The figure below is an example for result interpretation.
-
diploid chromosomes: 1, 2, 3, 4, 5, 7, 8, 11, 12, 13, 15, 16, 19, 20, 22. The median expression level should be centered around zero (especially if diploid level adjustment was performed). The MAF density graphs of heterozygous SNVs have the highest peaks around 0.5.
-
copy neutral loss of heterozygozity (LOH): 9. The expression is around the same level as other diploid chromosomes, which suggests two copies, however, the density graph is consistent with LOH, indicating this is copy neatural LOH.
-
single gain: 6, 10, 14, 18. The expression is significantly higher than that of diploid chromosomes. Meanwhile, the MAF density graph shows imbalance of allele distribution (3 copies in total, 1:2 or 2:1), which is typical for single copy gain.
-
double gain: 21. The expression is usually even higher than that of single copy gain. However, the MAF graphs can have two patterns according to the copy of alleles (4 copies in total, 3:1 or 2:2). In this case, the MAF density peak is centered around 0.5 indicating two additional copies are from different alleles (maternal and paternal).
-
chromosome X: Estimation of CNVs on chromosome X is more challenging since X inactivation in female makes MAF graphs not informative. However, approximate copy number of X chromosome can be estimated based on the expression level. In this case the higher expression suggests a single copy gain at least.
-
partial gain/loss: Large CNV segments shorter than whole chromosome. The MAF density is normally distorted, but not in a typical pattern. Partial CNVs are marked as "ab" in the main figure which need further curation on the arm-level:
In this case, it is clear, that there is partial gain on q arm of chromosome 17.

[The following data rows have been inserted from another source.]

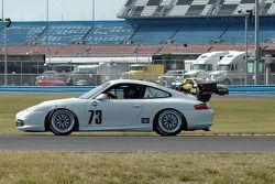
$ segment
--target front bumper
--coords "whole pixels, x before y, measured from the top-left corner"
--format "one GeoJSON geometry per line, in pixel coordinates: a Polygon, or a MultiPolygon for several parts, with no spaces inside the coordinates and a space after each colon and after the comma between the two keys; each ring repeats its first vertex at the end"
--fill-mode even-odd
{"type": "Polygon", "coordinates": [[[16,129],[19,131],[44,132],[46,115],[44,111],[20,111],[15,116],[16,129]]]}

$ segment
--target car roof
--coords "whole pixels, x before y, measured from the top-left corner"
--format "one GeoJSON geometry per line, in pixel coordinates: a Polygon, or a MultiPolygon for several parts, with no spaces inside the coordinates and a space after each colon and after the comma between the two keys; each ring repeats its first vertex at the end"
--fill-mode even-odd
{"type": "Polygon", "coordinates": [[[167,93],[170,93],[174,97],[180,97],[183,96],[183,93],[179,93],[177,90],[170,89],[170,88],[166,88],[164,86],[161,86],[158,84],[155,83],[151,83],[151,82],[145,82],[145,80],[136,80],[136,79],[114,79],[114,80],[110,80],[109,82],[111,85],[117,85],[117,84],[134,84],[134,85],[145,85],[145,86],[151,86],[151,87],[155,87],[162,90],[165,90],[167,93]]]}

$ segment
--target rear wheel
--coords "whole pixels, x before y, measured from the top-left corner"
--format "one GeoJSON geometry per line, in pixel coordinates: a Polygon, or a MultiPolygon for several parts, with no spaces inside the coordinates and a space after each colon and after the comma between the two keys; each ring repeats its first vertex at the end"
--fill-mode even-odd
{"type": "Polygon", "coordinates": [[[72,111],[58,109],[50,116],[50,129],[56,136],[68,136],[74,131],[76,119],[72,111]]]}
{"type": "Polygon", "coordinates": [[[183,127],[183,116],[174,109],[162,110],[154,118],[154,130],[161,136],[176,136],[183,127]]]}

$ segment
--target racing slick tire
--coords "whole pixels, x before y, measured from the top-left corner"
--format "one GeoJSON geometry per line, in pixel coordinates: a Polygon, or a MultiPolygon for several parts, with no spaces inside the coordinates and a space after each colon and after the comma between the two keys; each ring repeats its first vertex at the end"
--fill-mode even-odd
{"type": "Polygon", "coordinates": [[[183,115],[175,109],[161,110],[154,118],[154,131],[161,136],[177,136],[183,129],[183,115]]]}
{"type": "Polygon", "coordinates": [[[75,115],[67,109],[57,109],[50,116],[50,130],[56,136],[68,136],[75,130],[75,115]]]}

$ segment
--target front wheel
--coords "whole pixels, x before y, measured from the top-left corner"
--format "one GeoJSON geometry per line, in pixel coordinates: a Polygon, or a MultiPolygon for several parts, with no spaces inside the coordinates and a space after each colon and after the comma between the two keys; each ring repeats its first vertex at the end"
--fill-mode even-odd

- 1 copy deletion: 1, 2, 3, 4, 5, 7, 8, 9, 11, 12, 13, 14, 15, 16, 17, 19, 20, 22. The chromosomes with deletions have significantly lower gene expression compared to diploid ones, and the imbalanced MAF density suggests only one copy of alleles are left for these chromosomes.
The Shiny app enables CNV analysis similar to the RNAseqCNV_wrapper. In addition, it provides an interactive interface to view the result and curate the reported CNVs. It is launched by:
launchApp()
The Shiny app needs a metadata file and a config file as input. Users have the option to analyze the first sample as a test run or full analyze of all the samples in the metadata table. After the analysis (either through RNAseqCNV_wrapper or Shiny app), the two other tabs (Manual CNV analysis and Export) will be shown.

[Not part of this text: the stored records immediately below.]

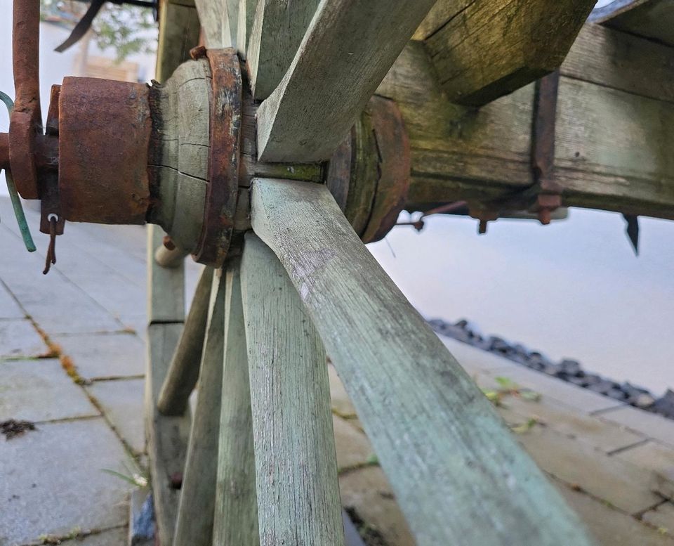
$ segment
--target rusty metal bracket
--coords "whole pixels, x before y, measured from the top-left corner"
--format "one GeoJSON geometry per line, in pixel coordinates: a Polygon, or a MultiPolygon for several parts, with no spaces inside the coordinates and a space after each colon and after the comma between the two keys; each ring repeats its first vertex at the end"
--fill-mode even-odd
{"type": "Polygon", "coordinates": [[[209,60],[213,77],[211,97],[209,183],[199,241],[194,260],[220,267],[227,257],[239,194],[242,84],[235,49],[204,50],[193,56],[209,60]]]}
{"type": "Polygon", "coordinates": [[[531,129],[531,172],[538,192],[536,209],[543,224],[562,205],[562,186],[555,179],[555,129],[560,72],[553,72],[536,83],[531,129]]]}

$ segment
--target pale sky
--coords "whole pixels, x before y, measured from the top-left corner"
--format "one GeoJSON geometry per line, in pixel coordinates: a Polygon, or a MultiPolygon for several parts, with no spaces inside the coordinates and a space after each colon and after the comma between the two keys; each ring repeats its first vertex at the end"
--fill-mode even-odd
{"type": "MultiPolygon", "coordinates": [[[[11,6],[0,0],[0,90],[13,95],[11,6]]],[[[49,86],[70,70],[51,51],[63,35],[43,34],[44,111],[49,86]]],[[[8,124],[0,112],[0,131],[8,124]]],[[[637,258],[616,214],[574,209],[547,227],[500,220],[481,236],[474,220],[435,216],[421,233],[398,228],[369,247],[426,317],[466,318],[660,394],[674,387],[674,222],[642,219],[641,232],[637,258]]]]}

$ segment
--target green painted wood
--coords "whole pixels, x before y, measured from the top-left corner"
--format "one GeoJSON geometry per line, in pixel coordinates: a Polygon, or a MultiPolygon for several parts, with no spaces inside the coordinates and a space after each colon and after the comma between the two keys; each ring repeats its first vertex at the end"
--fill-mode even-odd
{"type": "Polygon", "coordinates": [[[157,408],[164,415],[181,415],[187,407],[190,395],[197,384],[204,349],[206,327],[213,283],[213,268],[201,271],[190,306],[180,341],[159,392],[157,408]]]}
{"type": "Polygon", "coordinates": [[[558,68],[595,2],[440,0],[425,44],[449,100],[482,106],[558,68]]]}
{"type": "Polygon", "coordinates": [[[164,268],[154,259],[154,250],[162,244],[165,235],[159,226],[147,226],[147,322],[150,324],[185,320],[184,264],[164,268]]]}
{"type": "Polygon", "coordinates": [[[190,58],[190,50],[199,42],[199,17],[194,4],[163,1],[159,7],[159,37],[155,77],[166,82],[181,63],[190,58]]]}
{"type": "Polygon", "coordinates": [[[182,330],[183,325],[175,323],[150,324],[147,328],[145,438],[161,544],[173,542],[180,490],[172,483],[172,477],[181,474],[185,467],[191,417],[189,410],[178,417],[161,415],[157,410],[157,398],[182,330]]]}
{"type": "Polygon", "coordinates": [[[227,266],[225,291],[225,368],[213,543],[258,546],[253,417],[246,329],[241,301],[240,261],[227,266]]]}
{"type": "Polygon", "coordinates": [[[239,0],[239,17],[237,25],[237,51],[242,58],[246,58],[248,44],[251,39],[251,30],[255,19],[258,0],[239,0]]]}
{"type": "Polygon", "coordinates": [[[194,0],[199,21],[204,30],[204,40],[209,49],[232,46],[228,0],[194,0]]]}
{"type": "Polygon", "coordinates": [[[329,159],[435,0],[322,0],[258,110],[263,161],[329,159]]]}
{"type": "Polygon", "coordinates": [[[260,544],[342,546],[323,345],[283,267],[251,233],[241,284],[260,544]]]}
{"type": "Polygon", "coordinates": [[[258,178],[251,191],[253,228],[299,292],[417,544],[591,544],[327,188],[258,178]]]}
{"type": "Polygon", "coordinates": [[[208,309],[199,389],[192,423],[173,546],[211,546],[223,393],[225,278],[218,271],[208,309]]]}
{"type": "Polygon", "coordinates": [[[246,59],[253,97],[272,94],[293,61],[319,0],[260,0],[246,59]]]}

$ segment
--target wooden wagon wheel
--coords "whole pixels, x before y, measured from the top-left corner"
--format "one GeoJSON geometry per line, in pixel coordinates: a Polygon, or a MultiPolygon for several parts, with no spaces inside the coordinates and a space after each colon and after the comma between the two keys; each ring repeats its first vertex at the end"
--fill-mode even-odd
{"type": "MultiPolygon", "coordinates": [[[[333,155],[433,1],[196,4],[208,50],[246,60],[260,164],[310,164],[333,155]]],[[[170,18],[181,8],[164,4],[162,36],[187,32],[170,18]]],[[[181,53],[164,43],[160,79],[181,53]]],[[[184,252],[150,230],[160,544],[343,543],[326,352],[418,544],[590,543],[326,186],[253,173],[249,195],[242,255],[206,268],[184,329],[184,252]]]]}
{"type": "Polygon", "coordinates": [[[395,220],[409,169],[395,109],[368,100],[433,0],[197,0],[205,47],[180,64],[189,4],[161,6],[170,79],[66,79],[43,134],[39,4],[17,0],[17,108],[0,137],[53,240],[64,218],[171,236],[149,230],[159,543],[343,544],[329,355],[419,545],[590,544],[362,240],[395,220]],[[185,319],[187,253],[208,266],[185,319]]]}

Users can adjust the parameters (mentioned earlier) for the analysis through check boxes and radio buttons.
To test the app and the package, there is an option to perform mock analysis with built-in example data without any input config and metadata. The results will be saved in the directory selected by the user after clicking the button "Mock analysis". The Manual analysis tab and Export tab will be available after the mock analysis is done.
In this tab, users can browse through the analyzed samples and arm-level figures (if generated). Users can correct the CNV calls manually and add comments. After manual curation, users can click "Save" button to save the changes into the manual analysis table in the output directory. Button "Default analysis" can restore the original CNV output into the manual analysis table.
This tab enables customized table export by selecting desired columns.